Twelve and a half million people were sold into slavery during the transatlantic slave trade, but little to nothing is known about the lives of the vast majority of those enslaved people. A new project seeks to change that. The initiative, called Enslaved.org, is documenting the lives, the names and experiences of both enslaved people and the perpetrators of the slave trade. Daryle Williams teaches history at the University of Maryland and is a co-principal investigator.

Welcome.

DARYLE WILLIAMS: Thank you so much, Ailsa.

CHANG: So, you know, the first enslaved people arrived in America 400 years ago. And in the centuries since, you know, we've seen families and researchers like yourself try to document this incredibly shameful past, and yet there is still so much we do not know about the lives of these individuals. Why do you think that is? Why do you think we don't know more?

WILLIAMS: Well, slavery itself was a system of violence and an attempt to strip individuals of their lives, of their names, of their families. And that has many ramifications in the documentary record that, you know, fractured those lives and stripped those names away. And we live with that today in the legacies of slavery and all the things associated with anti-Blackness that come to frame what we think is knowable or worthy of knowing. And so we tried in this project to address some of that and hopefully remedy some of it.
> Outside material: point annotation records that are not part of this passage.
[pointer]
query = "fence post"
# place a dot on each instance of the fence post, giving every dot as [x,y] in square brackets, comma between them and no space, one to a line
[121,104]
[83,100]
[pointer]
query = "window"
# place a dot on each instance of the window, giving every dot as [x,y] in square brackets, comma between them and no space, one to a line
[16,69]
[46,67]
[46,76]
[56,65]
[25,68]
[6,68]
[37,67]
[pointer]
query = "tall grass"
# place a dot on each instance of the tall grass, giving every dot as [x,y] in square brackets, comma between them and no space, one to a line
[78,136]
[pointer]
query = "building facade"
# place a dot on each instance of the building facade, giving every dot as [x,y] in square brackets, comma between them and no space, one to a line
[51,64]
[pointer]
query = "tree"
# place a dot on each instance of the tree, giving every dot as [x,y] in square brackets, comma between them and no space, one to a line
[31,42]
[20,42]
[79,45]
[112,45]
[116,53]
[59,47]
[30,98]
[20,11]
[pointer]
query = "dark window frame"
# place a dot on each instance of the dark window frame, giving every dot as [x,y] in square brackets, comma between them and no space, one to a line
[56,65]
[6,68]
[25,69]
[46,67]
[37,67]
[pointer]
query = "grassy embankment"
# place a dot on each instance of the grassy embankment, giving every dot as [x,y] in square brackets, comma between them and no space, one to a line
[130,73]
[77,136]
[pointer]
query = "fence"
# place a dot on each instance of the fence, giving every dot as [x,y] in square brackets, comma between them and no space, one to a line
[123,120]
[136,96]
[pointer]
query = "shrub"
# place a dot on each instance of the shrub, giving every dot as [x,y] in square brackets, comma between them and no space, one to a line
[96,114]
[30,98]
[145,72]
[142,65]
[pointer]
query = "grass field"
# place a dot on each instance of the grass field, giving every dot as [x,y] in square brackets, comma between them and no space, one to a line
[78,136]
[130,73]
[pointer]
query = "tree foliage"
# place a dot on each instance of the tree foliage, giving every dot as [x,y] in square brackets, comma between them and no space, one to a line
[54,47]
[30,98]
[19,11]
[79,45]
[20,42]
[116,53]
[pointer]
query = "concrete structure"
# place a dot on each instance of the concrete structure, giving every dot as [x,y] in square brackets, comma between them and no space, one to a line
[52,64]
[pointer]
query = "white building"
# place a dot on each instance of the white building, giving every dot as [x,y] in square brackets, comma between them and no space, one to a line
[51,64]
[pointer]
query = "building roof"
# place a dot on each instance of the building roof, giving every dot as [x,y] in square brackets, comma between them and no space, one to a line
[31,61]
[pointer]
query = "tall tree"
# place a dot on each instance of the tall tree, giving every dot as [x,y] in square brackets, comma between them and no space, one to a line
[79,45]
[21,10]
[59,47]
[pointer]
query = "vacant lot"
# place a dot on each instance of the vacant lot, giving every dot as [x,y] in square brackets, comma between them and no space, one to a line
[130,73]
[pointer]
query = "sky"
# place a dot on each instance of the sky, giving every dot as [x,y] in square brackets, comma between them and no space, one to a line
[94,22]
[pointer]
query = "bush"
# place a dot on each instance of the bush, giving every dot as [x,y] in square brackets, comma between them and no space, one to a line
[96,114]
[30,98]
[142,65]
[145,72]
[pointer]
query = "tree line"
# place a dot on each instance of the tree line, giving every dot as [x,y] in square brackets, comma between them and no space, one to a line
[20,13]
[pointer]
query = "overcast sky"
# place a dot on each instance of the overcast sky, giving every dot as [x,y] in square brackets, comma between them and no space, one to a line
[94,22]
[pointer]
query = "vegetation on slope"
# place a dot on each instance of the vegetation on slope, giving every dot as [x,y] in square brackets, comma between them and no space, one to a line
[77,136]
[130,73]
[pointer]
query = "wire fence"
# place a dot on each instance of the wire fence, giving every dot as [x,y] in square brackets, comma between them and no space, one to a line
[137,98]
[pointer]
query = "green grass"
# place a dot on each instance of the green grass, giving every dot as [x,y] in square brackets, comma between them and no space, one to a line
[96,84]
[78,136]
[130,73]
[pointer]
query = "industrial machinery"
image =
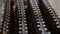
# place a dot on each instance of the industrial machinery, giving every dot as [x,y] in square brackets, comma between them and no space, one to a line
[29,17]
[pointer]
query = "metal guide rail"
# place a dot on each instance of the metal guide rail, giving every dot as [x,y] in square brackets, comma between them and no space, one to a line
[29,17]
[50,15]
[23,29]
[40,23]
[6,20]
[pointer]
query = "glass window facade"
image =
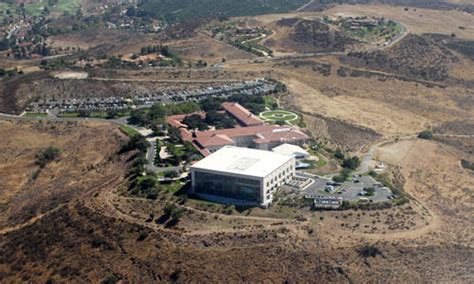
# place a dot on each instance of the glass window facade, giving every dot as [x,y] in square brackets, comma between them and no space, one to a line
[227,186]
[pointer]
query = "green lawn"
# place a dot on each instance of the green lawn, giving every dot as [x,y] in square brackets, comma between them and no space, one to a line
[269,101]
[279,115]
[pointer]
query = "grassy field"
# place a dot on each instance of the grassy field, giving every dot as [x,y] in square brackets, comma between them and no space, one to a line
[279,115]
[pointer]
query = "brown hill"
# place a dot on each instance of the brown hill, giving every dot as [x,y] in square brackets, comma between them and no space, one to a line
[414,57]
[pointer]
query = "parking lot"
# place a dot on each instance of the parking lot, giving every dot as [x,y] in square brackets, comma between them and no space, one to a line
[359,187]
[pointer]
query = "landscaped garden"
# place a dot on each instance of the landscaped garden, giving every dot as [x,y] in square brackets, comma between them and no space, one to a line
[280,117]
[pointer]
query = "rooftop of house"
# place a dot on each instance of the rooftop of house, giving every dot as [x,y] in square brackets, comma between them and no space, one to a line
[242,161]
[289,149]
[243,115]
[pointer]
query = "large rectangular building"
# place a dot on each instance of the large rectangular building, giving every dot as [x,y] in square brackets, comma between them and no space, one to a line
[241,175]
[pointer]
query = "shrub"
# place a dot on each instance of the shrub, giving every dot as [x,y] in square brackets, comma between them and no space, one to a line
[467,165]
[339,155]
[171,174]
[343,175]
[426,134]
[369,251]
[351,163]
[47,155]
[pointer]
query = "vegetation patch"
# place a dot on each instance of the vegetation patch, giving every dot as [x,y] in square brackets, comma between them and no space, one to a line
[279,116]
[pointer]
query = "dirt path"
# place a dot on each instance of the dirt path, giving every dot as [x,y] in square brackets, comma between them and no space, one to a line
[30,222]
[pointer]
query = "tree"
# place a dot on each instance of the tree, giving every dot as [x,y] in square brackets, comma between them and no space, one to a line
[339,155]
[171,174]
[351,163]
[426,134]
[47,155]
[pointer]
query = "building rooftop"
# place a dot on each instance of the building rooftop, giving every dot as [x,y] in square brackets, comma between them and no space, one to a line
[280,134]
[243,115]
[242,161]
[289,149]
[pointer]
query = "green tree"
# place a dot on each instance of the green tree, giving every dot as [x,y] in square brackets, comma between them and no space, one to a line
[47,155]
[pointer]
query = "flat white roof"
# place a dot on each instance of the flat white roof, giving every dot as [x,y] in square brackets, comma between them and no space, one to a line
[289,149]
[242,161]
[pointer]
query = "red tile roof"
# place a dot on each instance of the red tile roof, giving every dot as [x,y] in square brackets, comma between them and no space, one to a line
[280,135]
[242,115]
[214,140]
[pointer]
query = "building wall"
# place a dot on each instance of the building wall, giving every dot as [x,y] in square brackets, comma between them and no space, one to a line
[229,186]
[276,179]
[251,189]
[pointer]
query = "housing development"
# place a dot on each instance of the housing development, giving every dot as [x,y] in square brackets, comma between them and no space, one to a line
[236,141]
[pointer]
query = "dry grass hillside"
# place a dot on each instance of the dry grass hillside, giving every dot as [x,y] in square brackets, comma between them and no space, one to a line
[87,160]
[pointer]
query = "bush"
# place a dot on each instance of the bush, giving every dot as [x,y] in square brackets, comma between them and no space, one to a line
[467,165]
[351,163]
[369,251]
[339,155]
[171,174]
[426,134]
[47,155]
[343,175]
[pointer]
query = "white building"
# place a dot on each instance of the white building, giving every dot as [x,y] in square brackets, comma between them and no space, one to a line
[293,150]
[238,175]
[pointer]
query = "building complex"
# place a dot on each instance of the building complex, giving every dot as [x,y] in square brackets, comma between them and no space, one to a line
[251,132]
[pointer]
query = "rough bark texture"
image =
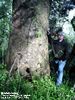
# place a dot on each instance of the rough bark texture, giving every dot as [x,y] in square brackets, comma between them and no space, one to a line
[28,45]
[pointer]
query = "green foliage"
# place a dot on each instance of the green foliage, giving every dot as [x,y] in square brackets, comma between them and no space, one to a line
[39,89]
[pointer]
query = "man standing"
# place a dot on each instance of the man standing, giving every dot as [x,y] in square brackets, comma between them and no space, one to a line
[60,51]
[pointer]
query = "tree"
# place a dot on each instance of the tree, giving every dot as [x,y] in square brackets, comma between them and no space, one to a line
[28,45]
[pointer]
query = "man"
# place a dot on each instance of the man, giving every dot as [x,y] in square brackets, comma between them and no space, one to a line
[60,51]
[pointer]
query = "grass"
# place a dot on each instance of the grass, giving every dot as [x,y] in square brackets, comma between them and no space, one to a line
[41,88]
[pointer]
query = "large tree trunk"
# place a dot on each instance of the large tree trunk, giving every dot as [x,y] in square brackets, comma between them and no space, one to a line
[28,45]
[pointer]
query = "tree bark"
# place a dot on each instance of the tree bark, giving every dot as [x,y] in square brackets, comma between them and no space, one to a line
[28,45]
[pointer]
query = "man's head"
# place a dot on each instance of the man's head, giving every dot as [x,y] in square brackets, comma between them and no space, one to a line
[61,36]
[60,33]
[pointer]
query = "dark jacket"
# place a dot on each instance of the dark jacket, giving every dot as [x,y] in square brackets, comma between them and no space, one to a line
[60,48]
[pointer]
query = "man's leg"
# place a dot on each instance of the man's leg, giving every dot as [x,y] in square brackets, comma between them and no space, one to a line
[61,65]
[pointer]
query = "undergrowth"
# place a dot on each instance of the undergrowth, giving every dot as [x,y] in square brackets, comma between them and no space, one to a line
[41,88]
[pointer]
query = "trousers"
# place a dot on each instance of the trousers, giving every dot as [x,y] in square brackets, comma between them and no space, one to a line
[60,71]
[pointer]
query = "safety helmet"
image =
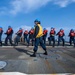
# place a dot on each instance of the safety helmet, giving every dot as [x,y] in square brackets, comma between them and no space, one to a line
[9,26]
[52,28]
[20,28]
[44,29]
[36,20]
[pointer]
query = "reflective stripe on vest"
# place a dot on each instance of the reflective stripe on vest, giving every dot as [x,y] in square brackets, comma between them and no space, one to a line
[40,33]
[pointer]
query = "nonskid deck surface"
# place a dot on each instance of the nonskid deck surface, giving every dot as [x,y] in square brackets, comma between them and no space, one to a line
[60,60]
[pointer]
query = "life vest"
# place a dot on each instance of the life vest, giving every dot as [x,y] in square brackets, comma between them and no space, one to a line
[20,31]
[52,32]
[40,33]
[72,34]
[26,32]
[9,30]
[61,33]
[45,32]
[31,32]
CHANG: Yeah. So it sounds like a lot of the research that has been done already has been done in this piecemeal fashion; it's focused on one particular region or era. Do you feel like your project is trying to connect the dots between different bodies of scholarship that have already existed but existed separately from each other?

WILLIAMS: Certainly. In terms of the - there's a tremendous amount of scholarly energy and effort in the work that's being done by various kinds of scholars to try to uncover the lives and the names of enslaved people. Connecting that scholarship together, that is something we've - we're learning it's possible to connect these various kinds of projects.

In connecting those projects, we're also understanding that it's going to be possible - we've already made some advances here of actually connecting the people who are in the various datasets - a sale that might be in one dataset connecting that same person to a baptismal record in another dataset or a flight ad (ph) in another dataset. So to connect those - that is possible. We've learned that now to be possible.

CHANG: Well, ultimately, how do you hope people like me can use the information in this database?

WILLIAMS: There's so many different ways. You know, we do have people who want to find a direct connection, and they're looking for names of family members or ancestors, maybe someone they have - directly know or they suspect, whether it's last names or first names - and so that discovery process of finding one's own past.

But sometimes it's not about finding one's own past, but it's about finding out about a place or time period to begin to understand more broadly what the lives of the enslaved would look like in various spaces and times, what their voices sounded like and registered in various kinds of documents, the violence and the pressures that they faced and the choices. And so to be able to understand, potentially to empathize, certainly to comprehend the fullness of the lives of the enslaved is something which I do think many different people, including yourself, might be interested in.

CHANG: I mean, what do you think many people still misunderstand about the lives of enslaved people?

WILLIAMS: That - the fullness. I think that that is something that's very - it's a deep, dark legacy of enslavement itself - to strip the fullness. And so that is very difficult to understand - family life, to understand the dreams and hopes, the personalities which come across in some of the documents and court testimonies, for instance. I just find these personalities in these stories. There's peculiarities. And I think that that's a very troubling dimension to the broader violence of enslavement - is to strip this humanity from these individuals and their families and their lives and our knowledge about that.

CHANG: Daryle Williams is a co-principal investigator with Enslaved.org.

Thank you so much for being with us today.